Search code examples
x86cpu-architecturememory-barrierspci-e

PCIe ordering rules and x86, how are they compatible?


PCIe specs express clearly what are the ordering rules.

  • A Posted Request must not pass another Posted Request
  • A Posted Request must be able to pass Non-Posted Requests to avoid deadlocks

It means any writes can be executed before an earlier read. This rule seems to break the x86 ordering rules that are strongly ordered.

What do I miss?

Reference to the PCIe specs:

enter image description here

The second transaction (row) must be allowed to pass the first (column) to avoid deadlock.


Solution

  • PCIe agents can do Posted vs Non-Posted reordering for two main reasons:

    1. Avoid deadlocks
    2. Improve resource utilization (bandwidth, receiving buffers, and so on)

    The second bullet is straightforward to understand: an NVMe may let a write pass a read if the two are to different addresses and latching/caching the write is faster/easier.
    Of course, in general, reordering writes and reads is not possible, not even for system memory, let alone when accessing IO devices where even reads can have side effects (e.g. clearing status bits).

    However, devices (more than switches, which must obey the Relaxed Order bit) are free to implement their own optimizations.

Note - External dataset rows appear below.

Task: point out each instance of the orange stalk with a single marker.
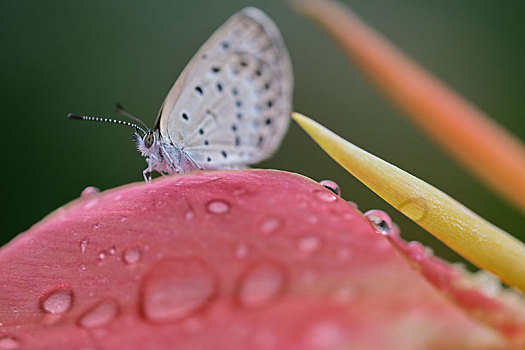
(468, 134)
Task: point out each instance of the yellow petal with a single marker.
(477, 142)
(477, 240)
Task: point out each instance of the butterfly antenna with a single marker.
(120, 110)
(105, 120)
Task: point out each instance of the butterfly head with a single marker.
(147, 143)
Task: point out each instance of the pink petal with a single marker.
(225, 260)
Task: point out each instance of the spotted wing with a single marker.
(231, 104)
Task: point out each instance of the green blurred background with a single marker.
(82, 56)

    Switches and bridges may find it necessary to reorder transactions when they do complex mappings. This brings us to the first bullet above: deadlocks.
    I've never really dug into this topic, so this is all handwaved.
    Some devices may need to perform other transactions before they can handle (i.e. complete) the transaction they just received. The PCIe specifications give these examples:

    • Bridges to complex protocols that require state to be save/restored to/from host memory, i.e., PCI Express to Infiniband bridges.
    • Messaging engines that must do address translation based upon page tables stored in host memory.
    • UMA graphics devices that store their frame buffer in host memory.

    For example, an MMIO may read its page table entries from a secure memory area hosted on an ad-hoc PCIe device. So upon receiving a downstream memory read the MMIO issues another read request to the secure memory. In turn, this secure memory device may need to generate an MSI (due to a missing entry, for example) and thus go back through the MMIO which is still waiting for its request to finish and thus deadlocking.

    This is a contrived example for sure, but the general idea is that PCIe topology and functionality are complex enough to generate deadlocks and the PCIe ordering rules allow solving some of these deadlocks.
    Surely the protocol semantic holds, if you read from address X and then write to address X then you can be sure that any agent will obey "as-if" causality.

    Regarding the x86 memory model, it has nothing to do with this. At least directly. The x86 memory model determines the order and the type of requests that arrive at the Root Complex. It's your responsibility to make sure these requests arrive in the correct order (e.g. by using UC MMIO) or not (e.g. by using WC MMIO).
    Once they are at the root complex, the PCIe protocol will follow its rule.